TSC: As AI systems scale, how should organisations approach transparency and internal capability?

GS: Transparency and explainability will be fundamental — both externally, for customers and regulators, and internally, for operations.

If an AI system makes decisions that affect individuals, those individuals will expect an explanation. Whether it is a hiring decision, a lending decision, or a healthcare outcome, people will want to understand why a particular result occurred. That is not an unreasonable expectation. It is a basic accountability requirement.

Internally, organisations need the ability to audit their systems. If something goes wrong, you need to trace what happened and understand how the system arrived at a decision. Without that, you have lost meaningful control. So you will see a growing emphasis on auditability — decision logs, tracking mechanisms, the ability to reconstruct how an output was generated.

The complication is that this has to be balanced with protecting intellectual property. Companies are not going to expose proprietary model logic, and rightly so. The boundary between what needs to be disclosed and what can remain private is not clearly defined yet, and it will likely be worked out through legal processes over time.

The internal capability piece is equally important and often underestimated.
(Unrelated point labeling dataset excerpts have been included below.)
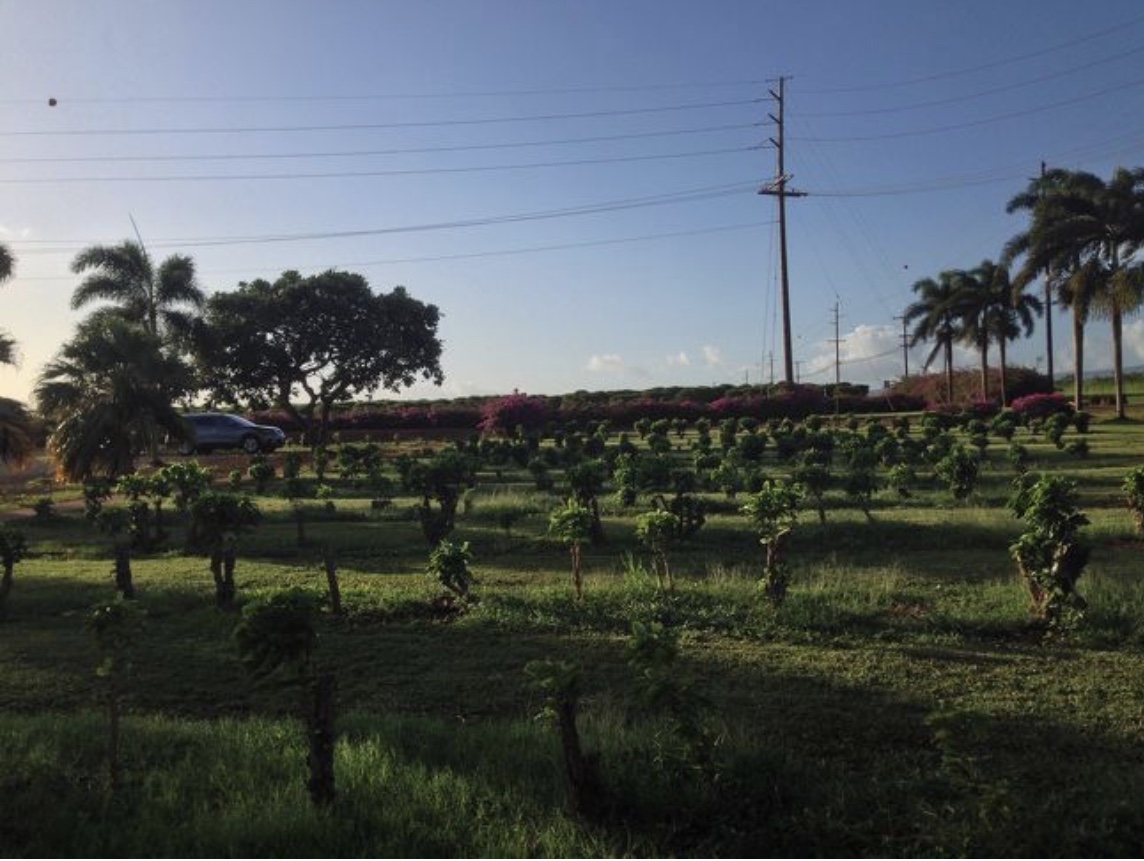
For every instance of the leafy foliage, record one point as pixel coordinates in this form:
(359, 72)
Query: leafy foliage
(1134, 495)
(449, 565)
(773, 511)
(1050, 552)
(325, 339)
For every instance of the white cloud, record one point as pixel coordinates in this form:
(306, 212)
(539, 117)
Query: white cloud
(868, 355)
(1134, 339)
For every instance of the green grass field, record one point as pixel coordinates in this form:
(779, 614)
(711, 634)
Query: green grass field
(900, 702)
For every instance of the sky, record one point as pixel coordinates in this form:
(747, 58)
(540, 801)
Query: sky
(573, 183)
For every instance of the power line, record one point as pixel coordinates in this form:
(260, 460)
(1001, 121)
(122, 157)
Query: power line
(975, 124)
(366, 126)
(984, 66)
(388, 96)
(495, 253)
(365, 174)
(678, 197)
(395, 151)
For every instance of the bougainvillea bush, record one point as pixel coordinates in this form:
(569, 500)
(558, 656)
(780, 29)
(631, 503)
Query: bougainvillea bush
(513, 412)
(1041, 406)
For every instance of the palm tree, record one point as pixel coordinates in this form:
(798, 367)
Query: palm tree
(992, 311)
(17, 438)
(156, 299)
(935, 315)
(7, 344)
(109, 393)
(1086, 232)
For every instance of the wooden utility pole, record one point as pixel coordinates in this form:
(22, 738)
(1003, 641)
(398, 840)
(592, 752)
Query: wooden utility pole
(778, 188)
(905, 347)
(837, 349)
(1048, 304)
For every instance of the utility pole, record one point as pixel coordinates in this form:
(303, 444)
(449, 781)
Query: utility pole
(837, 349)
(778, 188)
(905, 347)
(1048, 301)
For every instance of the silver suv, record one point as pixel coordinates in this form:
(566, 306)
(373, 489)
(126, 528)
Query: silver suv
(223, 430)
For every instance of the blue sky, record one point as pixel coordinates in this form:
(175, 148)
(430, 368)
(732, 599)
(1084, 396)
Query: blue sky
(572, 182)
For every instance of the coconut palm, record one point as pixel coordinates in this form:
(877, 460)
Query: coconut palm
(7, 345)
(992, 311)
(17, 438)
(156, 299)
(109, 395)
(1085, 233)
(935, 316)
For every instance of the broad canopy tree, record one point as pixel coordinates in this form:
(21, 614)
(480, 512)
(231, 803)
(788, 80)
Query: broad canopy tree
(304, 344)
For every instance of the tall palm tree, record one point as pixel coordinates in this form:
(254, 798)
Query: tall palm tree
(156, 299)
(17, 438)
(7, 344)
(992, 311)
(1087, 232)
(109, 393)
(936, 317)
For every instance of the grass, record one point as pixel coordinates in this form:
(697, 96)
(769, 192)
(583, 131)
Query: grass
(899, 702)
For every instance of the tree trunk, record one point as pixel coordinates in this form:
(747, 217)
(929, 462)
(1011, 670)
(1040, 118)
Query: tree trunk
(985, 369)
(948, 369)
(1078, 360)
(577, 575)
(1118, 360)
(6, 586)
(1005, 387)
(335, 592)
(222, 569)
(584, 782)
(323, 735)
(122, 571)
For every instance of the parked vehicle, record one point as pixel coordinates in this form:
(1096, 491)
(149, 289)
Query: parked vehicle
(223, 430)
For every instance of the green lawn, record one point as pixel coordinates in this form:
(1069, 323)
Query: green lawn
(898, 703)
As AI becomes more embedded in operations, employees will increasingly be responsible for managing and governing these systems. That requires a real shift in mindset and a sustained investment in upskilling. People need to know how to evaluate outputs, understand risks, and intervene when necessary. This is as much an organisational challenge as a technical one.

TSC: Finally, what does trust actually mean in the AI economy today?

GS: We're still in the early stages of defining it.

Almost every company in this space talks about trust. It has become a central theme in how organisations position themselves. But the mechanisms to actually verify those claims are still evolving. Saying you are trustworthy is not the same as demonstrating it.

There are encouraging signs. You are starting to see formal frameworks — ISO 42001 is an early example — that provide companies with a structured way to demonstrate their governance practices. More organisations are publishing documentation on how their systems work, what they are intended to do, and their limitations. There is more emphasis on testing and validation.

But even with all of that, it is still early. The standards are not fully mature, consistency across organisations is limited, and expectations continue to shift as the technology itself evolves.

Trust is clearly becoming one of the most consequential factors in the AI ecosystem. But it has not been solved. It is actively being built and will continue to develop alongside the technology. The organisations that take it seriously — not as a positioning exercise but as a genuine operational commitment — will be better placed as this space matures. That gap between the ones who mean it and the ones who say it is still wide enough to matter.